Besides easy conditioning, there is another benefit to doing the mean (or any graphed statistic) calculation within the graph call. ggplot2 has a particular order it operates. First, data is read and variables are mapped to axes or any other aspect of the graph, then any transformations are applied, next faceting or conditioning is performed, then the statistics are calculated, and finally the graphs are rendered. This means that if one were to transform the data (say with a log or square transformation), the means will be calculated on the transformed data. When trying out different ways of visualizing data, it is very convenient that the graphs are automatically updated to the transformation, facetting, etc.

## Here we plot the log base 10 of tolerance the means are now calculated
## on the logged values i.e., mean(log(y)) NOT log(mean(y)) --- these two
## are quite different things
p + geom_line() + stat_summary(aes(group = 1), geom = "point", fun.y = mean,
    shape = 17, size = 3) + scale_y_log10() + facet_grid(. ~ male)
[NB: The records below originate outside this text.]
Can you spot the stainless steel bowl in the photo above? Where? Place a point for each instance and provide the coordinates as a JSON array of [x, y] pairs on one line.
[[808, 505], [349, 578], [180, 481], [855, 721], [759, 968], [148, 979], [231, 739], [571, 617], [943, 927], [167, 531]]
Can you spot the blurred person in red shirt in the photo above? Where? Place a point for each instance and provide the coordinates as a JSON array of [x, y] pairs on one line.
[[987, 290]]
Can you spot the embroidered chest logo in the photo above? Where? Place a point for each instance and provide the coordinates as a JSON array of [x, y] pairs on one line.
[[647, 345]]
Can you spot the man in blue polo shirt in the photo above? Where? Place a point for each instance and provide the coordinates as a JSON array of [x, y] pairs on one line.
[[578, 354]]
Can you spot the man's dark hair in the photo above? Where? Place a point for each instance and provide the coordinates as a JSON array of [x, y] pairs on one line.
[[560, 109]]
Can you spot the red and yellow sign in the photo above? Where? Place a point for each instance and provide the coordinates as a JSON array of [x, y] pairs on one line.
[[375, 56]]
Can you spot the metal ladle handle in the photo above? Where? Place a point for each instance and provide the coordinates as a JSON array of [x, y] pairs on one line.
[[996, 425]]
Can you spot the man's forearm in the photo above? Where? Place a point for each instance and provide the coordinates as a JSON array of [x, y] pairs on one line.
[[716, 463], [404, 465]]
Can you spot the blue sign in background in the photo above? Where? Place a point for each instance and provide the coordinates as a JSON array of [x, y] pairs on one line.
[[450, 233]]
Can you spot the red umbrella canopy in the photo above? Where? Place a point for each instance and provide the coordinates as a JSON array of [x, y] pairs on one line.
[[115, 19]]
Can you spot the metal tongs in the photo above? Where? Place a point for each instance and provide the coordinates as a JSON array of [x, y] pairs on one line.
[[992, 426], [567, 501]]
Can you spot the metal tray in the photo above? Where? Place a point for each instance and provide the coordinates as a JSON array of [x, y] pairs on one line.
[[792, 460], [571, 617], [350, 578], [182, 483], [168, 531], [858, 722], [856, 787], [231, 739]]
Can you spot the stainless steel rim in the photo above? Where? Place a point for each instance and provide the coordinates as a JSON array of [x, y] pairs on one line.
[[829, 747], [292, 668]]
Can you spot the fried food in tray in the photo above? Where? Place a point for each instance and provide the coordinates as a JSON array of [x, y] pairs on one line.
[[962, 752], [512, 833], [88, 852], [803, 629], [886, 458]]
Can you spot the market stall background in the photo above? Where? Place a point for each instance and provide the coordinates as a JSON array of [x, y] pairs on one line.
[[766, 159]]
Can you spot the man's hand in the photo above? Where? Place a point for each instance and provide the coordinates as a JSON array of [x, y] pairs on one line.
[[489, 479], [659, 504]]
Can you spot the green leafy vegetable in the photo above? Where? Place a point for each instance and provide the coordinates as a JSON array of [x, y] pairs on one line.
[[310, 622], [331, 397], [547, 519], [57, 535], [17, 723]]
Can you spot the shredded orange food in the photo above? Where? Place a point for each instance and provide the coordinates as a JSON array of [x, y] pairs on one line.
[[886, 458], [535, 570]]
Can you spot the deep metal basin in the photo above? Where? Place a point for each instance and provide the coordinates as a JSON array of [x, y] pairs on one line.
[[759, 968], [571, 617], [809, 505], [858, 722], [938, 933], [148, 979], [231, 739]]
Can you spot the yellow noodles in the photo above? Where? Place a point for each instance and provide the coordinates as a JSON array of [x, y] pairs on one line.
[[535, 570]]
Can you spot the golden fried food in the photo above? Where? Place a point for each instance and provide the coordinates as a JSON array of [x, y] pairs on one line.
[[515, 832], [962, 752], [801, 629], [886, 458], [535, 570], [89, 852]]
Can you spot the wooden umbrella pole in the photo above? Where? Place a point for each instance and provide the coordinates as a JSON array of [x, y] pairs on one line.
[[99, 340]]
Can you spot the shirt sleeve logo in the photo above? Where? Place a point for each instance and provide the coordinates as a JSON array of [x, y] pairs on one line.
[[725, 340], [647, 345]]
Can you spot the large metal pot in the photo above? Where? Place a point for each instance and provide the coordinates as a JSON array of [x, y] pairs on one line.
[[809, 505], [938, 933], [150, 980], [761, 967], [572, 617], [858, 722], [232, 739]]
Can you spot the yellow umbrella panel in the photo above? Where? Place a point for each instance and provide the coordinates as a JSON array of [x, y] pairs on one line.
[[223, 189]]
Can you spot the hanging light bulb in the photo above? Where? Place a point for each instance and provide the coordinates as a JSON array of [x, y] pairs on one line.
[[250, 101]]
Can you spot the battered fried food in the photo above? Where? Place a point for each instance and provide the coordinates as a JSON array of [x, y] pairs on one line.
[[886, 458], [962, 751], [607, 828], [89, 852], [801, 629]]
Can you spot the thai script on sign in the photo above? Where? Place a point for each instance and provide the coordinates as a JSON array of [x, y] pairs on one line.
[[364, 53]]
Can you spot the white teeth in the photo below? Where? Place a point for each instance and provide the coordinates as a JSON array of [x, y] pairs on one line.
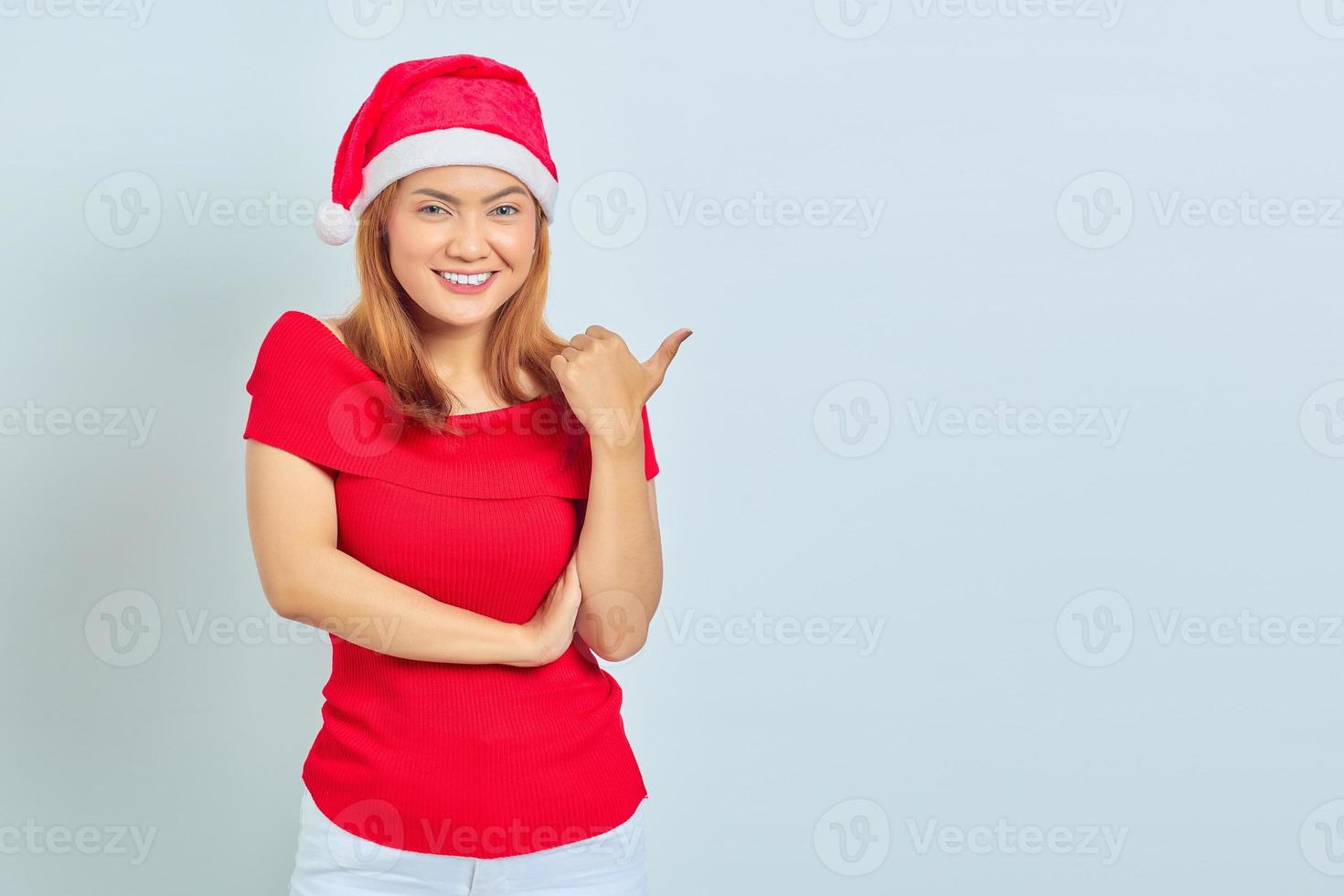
[[468, 280]]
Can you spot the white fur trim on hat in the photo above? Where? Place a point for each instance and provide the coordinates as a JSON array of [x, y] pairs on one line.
[[335, 223], [454, 146]]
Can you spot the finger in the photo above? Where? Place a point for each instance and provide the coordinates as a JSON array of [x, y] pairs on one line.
[[666, 352]]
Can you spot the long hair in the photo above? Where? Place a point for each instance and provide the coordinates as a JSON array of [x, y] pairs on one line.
[[382, 334]]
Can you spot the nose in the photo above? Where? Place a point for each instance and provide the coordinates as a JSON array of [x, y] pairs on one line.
[[466, 240]]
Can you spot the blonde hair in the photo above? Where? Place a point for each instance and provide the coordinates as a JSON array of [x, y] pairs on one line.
[[382, 334]]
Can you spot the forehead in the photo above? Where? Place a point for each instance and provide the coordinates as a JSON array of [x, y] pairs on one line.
[[461, 180]]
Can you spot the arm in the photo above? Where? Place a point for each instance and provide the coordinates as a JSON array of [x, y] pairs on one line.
[[620, 552], [305, 577]]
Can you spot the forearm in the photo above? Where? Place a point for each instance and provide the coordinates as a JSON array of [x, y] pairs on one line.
[[331, 590], [620, 555]]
In the previous examples, the function used to calculate the summary y value was mean, but it could be any function. For example given the high score for on male at time 3, perhaps we would rather use medians. The change is trivial.

p + geom_line() + stat_summary(aes(group = 1), geom = "point", fun.y = median,
    shape = 17, size = 3) + facet_grid(. ~ male)

Alternately, we could plot the upper and lower quartile (as a side note, we might consider connecting the lower and upper quartiles with a line [like error bars]).

## note the probs argument is for the quantile function as for the

p + geom_line() + stat_summary(aes(group = 1), geom = "point", fun.y = quantile, 
fun.args=(list(probs = c(0.25, 0.75))), shape = 17, size = 3) + facet_grid(. ~ male)

The point is that the framework is flexible—you can theoretically use any function for a summary. Now, we might be interested in estimating the overall trend in the data. One option is to add a line using locally weighted regression (lowess) to “smooth” over all the variability and give a sense of the overall or average trend. It just takes one short line of code and is automatically calculated separate by male.

## note again, we use group = 1, so the smooth is not calculated
## separately for each id


p + geom_line() + stat_smooth(aes(group = 1)) + stat_summary(aes(group = 1),
    geom = "point", fun.y = mean, shape = 17, size = 3) + facet_grid(. ~ male)

## `geom_smooth()` using method = 'loess' and formula 'y ~ x'

The lowess looks fairly linear, so we might choose a linear smooth and turn off the standard error shading.

p + geom_line() + stat_smooth(aes(group = 1), method = "lm", se = FALSE) +
    stat_summary(aes(group = 1), geom = "point", fun.y = mean, shape = 17, size = 3) +
    facet_grid(. ~ male)

Adding smooths is more flexible than we have shown thus far (for more details, see the FAQ on ooths in ggplot2). Suppose that between time 1 and 2, an intervention occurred, and we wish to fit a piecewise linear model rather than an overall smooth. We can do this by creating a dummy variable (pre/post intervention) and its interaction with time. The only change is a slightly more complex formula. The default is y ~ x. “I(x > 1)” creates a dummy (TRUE/FALSE) variable if x (time in this case) is greater than 1. The “*” in the formula asks for the main effects and the interaction between x and the dummy variable from x. Of course ggplot2 takes care of fitting the model separately by male and plotting it for us. Now we can see that the trend line ‘jumps’ after time 1, and the slope is allowed to change (although the change appears minimal suggestion there is not an interaction between our hypothetical intervention and time).

p + geom_line() + stat_smooth(aes(group = 1), method = "lm", formula = y ~
    x * I(x > 1), se = FALSE) + stat_summary(aes(group = 1), fun.y = mean, geom = "point",
    shape = 17, size = 3) + facet_grid(. ~ male)

Summary

We created a variety of plots using ggplot2 to visualize longitudinal data and demonstrated how it is possible to easily add summary statistics, look for interactions with categorical variables through faceting, try data transformations, and look at linear and nonlinear effects.